中小企業庁「地域にかがやく わがまち商店街表彰2026」表彰式 15社19名を赤沢亮正経済産業大臣が顕彰 成功事例を全国へ
中小企業庁は7月10日、「地域にかがやく わがまち商店街表彰2026」(経済産業大臣表彰)の表彰式を開催した。同表彰は「商店街」という場を活かし、地域活性化に資する取組を行う者を顕彰する制度。受賞者の取組の成功要因を分析し、他地域へ広く共有することで、全国的な商店街活性化・地域活性化につなげることを目的とする。今回は15社・19名が受賞した。
式の冒頭、赤沢亮正経済産業大臣が挨拶に立った。生産性向上や価格転嫁、事業承継などへの支援に触れ、「稼ぐ力の強化と持続的な賃上げを実現する経営転換を、力を合わせて進めたい」と述べた。商店街を「地域経済の基盤を支え、エッセンシャルサービスを提供する空間」と位置づけ、AIトランスフォーメーションの加速による抜本的な経営革新への期待も示した。受賞者に対しては、組織の若返りや個性的な店舗誘致による回遊性の創出などの取組を評価し、「皆様を心から誇りに思う」と讃えた。
続いて受賞15社・19名に赤沢大臣から感謝状が贈呈され、記念撮影が行われた。受賞者を代表して挨拶した協同組合中之町商店会(岡山市)理事長の片山進平氏は、30歳で理事長に就いてからの15年を振り返り、「商店街は日本を救う」との思いを語った。地元店が残る商店街ならではの営みの魅力に触れ、「各地域の商店街が活性化し経済が回れば、この国は元気になる」と結んだ。
表彰式に続くセミナーでは、受賞団体のうち3者が取組を紹介。審査委員長の足立基浩・和歌山大学副学長、審査員の田中里沙・事業構想大学院大学学長、広井良典・京都大学名誉教授が列席。足立氏と田中氏は、紹介された事例に対して講評を述べた。

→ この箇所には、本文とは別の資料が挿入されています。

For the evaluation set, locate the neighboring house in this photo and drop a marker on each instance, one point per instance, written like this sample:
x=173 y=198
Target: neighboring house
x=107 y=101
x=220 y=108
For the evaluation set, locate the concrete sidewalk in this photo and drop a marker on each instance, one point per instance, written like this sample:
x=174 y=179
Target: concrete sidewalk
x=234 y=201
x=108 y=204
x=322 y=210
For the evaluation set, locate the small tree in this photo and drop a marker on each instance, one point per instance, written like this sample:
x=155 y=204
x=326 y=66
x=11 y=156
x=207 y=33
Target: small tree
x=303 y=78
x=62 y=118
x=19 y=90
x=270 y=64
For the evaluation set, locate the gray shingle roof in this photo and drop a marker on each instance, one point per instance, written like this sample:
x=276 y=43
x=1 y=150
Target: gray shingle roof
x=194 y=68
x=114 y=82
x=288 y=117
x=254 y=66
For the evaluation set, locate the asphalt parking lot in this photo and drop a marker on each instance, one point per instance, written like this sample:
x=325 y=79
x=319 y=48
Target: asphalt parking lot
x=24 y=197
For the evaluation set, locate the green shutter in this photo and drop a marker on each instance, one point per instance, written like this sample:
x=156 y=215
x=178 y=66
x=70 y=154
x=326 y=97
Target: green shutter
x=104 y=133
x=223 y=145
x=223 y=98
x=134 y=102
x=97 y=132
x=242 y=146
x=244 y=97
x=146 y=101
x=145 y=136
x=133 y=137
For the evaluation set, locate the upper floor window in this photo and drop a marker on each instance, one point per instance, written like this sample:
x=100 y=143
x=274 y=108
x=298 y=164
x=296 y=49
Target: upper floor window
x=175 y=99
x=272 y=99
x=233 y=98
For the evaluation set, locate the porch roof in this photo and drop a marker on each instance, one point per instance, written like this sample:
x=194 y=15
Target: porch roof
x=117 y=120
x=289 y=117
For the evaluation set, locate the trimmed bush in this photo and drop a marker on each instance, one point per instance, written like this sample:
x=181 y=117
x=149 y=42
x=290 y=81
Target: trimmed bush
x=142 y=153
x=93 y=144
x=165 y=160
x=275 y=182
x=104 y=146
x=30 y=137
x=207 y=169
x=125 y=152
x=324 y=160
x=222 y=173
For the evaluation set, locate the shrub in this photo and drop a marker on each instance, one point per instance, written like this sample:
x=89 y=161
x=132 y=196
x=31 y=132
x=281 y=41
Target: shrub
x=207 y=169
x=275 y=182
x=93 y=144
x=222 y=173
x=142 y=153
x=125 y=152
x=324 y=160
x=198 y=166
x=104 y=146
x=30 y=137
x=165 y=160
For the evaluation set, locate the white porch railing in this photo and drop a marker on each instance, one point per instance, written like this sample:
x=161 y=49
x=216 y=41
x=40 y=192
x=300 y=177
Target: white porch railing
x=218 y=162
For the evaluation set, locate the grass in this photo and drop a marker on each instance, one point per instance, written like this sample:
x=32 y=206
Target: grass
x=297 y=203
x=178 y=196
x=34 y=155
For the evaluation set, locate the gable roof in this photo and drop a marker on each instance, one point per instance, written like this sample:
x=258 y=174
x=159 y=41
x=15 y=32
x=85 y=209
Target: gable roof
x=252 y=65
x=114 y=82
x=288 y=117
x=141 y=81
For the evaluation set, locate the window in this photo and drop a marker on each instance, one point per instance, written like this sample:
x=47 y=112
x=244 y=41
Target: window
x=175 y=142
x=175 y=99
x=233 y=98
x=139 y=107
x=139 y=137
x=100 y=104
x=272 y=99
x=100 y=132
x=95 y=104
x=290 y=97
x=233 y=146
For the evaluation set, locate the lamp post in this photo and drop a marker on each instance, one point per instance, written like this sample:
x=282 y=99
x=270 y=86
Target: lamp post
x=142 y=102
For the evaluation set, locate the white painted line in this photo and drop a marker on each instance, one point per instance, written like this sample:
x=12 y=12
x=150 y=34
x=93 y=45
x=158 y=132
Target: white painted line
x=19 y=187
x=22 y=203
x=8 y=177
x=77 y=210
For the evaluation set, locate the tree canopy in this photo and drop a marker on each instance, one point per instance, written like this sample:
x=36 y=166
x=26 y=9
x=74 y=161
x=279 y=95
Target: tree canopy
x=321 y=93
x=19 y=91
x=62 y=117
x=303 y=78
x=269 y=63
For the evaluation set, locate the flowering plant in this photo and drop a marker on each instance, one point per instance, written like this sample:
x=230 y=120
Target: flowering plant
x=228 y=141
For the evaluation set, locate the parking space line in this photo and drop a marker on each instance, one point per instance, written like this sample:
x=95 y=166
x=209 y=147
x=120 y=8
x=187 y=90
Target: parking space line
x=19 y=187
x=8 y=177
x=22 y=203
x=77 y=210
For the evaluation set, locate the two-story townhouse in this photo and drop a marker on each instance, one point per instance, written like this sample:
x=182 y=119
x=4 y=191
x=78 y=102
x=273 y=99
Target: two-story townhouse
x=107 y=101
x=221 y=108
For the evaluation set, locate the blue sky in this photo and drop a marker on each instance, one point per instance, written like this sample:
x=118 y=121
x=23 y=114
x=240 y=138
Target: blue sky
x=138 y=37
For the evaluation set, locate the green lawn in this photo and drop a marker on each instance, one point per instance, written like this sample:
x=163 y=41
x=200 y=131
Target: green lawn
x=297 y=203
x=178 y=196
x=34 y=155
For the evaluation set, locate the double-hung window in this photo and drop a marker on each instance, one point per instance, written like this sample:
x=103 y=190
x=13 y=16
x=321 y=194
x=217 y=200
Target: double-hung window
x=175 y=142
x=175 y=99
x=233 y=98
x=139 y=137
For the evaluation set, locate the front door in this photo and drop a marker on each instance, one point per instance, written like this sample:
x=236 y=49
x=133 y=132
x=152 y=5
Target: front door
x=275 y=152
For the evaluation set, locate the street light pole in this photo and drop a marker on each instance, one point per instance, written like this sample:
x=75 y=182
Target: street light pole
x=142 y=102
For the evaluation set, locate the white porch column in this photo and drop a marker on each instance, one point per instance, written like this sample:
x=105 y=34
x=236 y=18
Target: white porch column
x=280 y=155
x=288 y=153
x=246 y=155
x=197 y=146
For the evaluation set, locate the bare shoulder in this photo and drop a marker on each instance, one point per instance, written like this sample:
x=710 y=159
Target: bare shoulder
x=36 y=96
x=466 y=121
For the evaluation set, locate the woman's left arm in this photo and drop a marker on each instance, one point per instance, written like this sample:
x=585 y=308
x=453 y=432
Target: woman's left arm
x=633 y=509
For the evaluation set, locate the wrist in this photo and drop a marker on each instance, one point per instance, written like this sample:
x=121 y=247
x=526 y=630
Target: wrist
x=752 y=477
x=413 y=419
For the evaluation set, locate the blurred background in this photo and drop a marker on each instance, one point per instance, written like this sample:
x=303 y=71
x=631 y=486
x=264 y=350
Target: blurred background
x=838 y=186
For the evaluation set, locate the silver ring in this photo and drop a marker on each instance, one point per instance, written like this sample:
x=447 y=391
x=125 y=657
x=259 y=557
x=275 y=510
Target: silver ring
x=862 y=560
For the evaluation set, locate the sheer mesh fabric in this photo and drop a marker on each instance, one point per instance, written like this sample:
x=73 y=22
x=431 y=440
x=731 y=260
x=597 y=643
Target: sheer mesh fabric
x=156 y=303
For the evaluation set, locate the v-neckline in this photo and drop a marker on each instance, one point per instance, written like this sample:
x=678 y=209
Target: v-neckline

石川県七尾市の一本杉通り振興会は、能登半島地震からの復興を報告。2007年策定の「一本杉通り1000年ビジョン」を土台に、「向こう三軒両隣」の精神と外部人材との関係づくりを重ね、営業再開率約8割まで回復した歩みを共有。今後は「四季と五感と向う三軒両隣りを、ずっとずっと紡ぎ続ける」を掲げ、商業の場を超えて、地域の誇りと「人との繋がり」を再生する拠点として歩み続ける決意を語った。
協同組合中之町商店街(岡山市)は、2017年以降、中之町エリアに50店舗超の誘致に成功した「仕掛け」として紹介。30代を中心とした若い世代を理事に登用したこと、地権者を巻き込み、理解を得ながら未活用物件のリーシングを進めたことを挙げた。
埼玉県本庄市の本庄デパートメントは「商店街を遊び倒す」を掲げ、5年間で半径200m圏に16拠点を生んだ活動を紹介した。本庄市の「外」から移住した早川純氏と大橋千賀耶氏が、私設の公園を中心に地元の人と多様なイベントを展開するとともに、銀座エリアの空き店舗も活用したマーケットを定期的に開催。人々が歩き、出会い、触れ合う商店街を形作ってきた歩みを紹介した。
足立基浩・審査委員長は総括として、「商店街の地域づくりは宝探し」と表現。受賞商店街に共通する特徴として、まちづくりの仕組みの構築、地権者を巻き込んだエリアマネジメント、女性組織の活躍、地域全体を巻き込む姿勢、社会的課題への対応、独自性、データの整備と可視化を挙げた。地域内で資金が循環する「地域経済循環率」を高める観点から、商店街が担う役割の大きさを改めて強調しながら、受賞者の取組を称えた。